November 30, 2017
Sir, Martin Arnold, your Banking Editor writes: “In the coming year, much of the alphabet soup of post-crisis financial regulation will be completed — including Basel III, IFRS 9 and Mifid II — giving the industry the most clarity for almost a decade on the rule book it must follow.” “Lenders take on board rules of a post-crisis world” December 30.
We are soon three decades after regulators in 1988 with Basel I, concocted risk weighted capital requirements for banks, and 13 years after they put these on steroids with Basel II’s risk weights of 0% for sovereigns, 20% for AAA rated, and 35% for residential mortgages. That caused irresistible temptations for banks to create excessive exposures to these “safe” assets, which resulted in the 2007/08 crisis. And yet there is almost no discussion about that monstrous regulatory mistake.
So the risk weighting is still part of the regulations; and therefore the 0% risk weighted bank exposures to sovereings keeps growing and growing; as well as is the disortion of bank credit in favor of the “safer” present and against the “riskier” future.
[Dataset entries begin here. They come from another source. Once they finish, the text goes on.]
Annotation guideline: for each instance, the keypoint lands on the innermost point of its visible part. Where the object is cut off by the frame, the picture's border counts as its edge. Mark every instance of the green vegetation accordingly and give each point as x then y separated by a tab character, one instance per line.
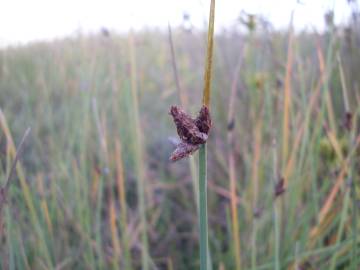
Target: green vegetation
94	188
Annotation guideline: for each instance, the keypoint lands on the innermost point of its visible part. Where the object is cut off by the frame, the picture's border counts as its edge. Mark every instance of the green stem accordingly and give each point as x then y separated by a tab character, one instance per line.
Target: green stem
203	208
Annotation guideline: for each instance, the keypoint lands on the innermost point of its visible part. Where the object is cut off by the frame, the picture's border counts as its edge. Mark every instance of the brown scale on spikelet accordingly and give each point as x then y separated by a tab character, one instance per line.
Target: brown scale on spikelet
192	132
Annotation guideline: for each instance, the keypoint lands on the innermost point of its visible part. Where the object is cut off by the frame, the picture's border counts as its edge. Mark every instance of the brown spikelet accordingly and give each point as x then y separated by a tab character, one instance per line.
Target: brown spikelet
192	132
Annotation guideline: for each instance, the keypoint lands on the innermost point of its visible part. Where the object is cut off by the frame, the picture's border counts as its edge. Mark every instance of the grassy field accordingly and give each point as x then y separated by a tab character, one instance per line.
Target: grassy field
94	181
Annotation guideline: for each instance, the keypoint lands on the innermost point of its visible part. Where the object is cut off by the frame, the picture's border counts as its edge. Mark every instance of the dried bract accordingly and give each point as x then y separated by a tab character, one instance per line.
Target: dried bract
192	132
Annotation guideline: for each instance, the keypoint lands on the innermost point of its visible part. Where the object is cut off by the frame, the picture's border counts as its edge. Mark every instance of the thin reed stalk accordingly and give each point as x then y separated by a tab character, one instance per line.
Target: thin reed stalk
203	221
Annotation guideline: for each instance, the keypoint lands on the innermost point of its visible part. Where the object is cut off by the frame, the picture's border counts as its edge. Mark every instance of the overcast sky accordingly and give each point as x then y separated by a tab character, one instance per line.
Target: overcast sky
27	20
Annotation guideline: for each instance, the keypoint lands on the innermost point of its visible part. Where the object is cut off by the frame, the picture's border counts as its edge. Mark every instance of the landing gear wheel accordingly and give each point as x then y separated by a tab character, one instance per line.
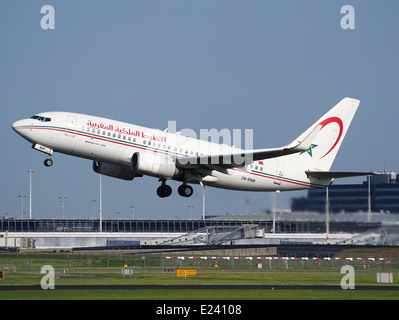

In this respect if I were to title something of this sort at this moment it would be more in line of “Lenders take on board rules that have not been adjusted to the crisis and therefore guarantee a world with even larger bank crises”
The irresponsibility and lack of transparency evidenced by the members of the Basel Committee is amazing. The lack willingness of media, like the Financial Times, to pose some simple questions to these regulators, is just as incomprehensible.
When the next bank crisis, or the next excessive exposure to something perceived as very safe blows up in our face, how will your bank editor then explain his silence on this?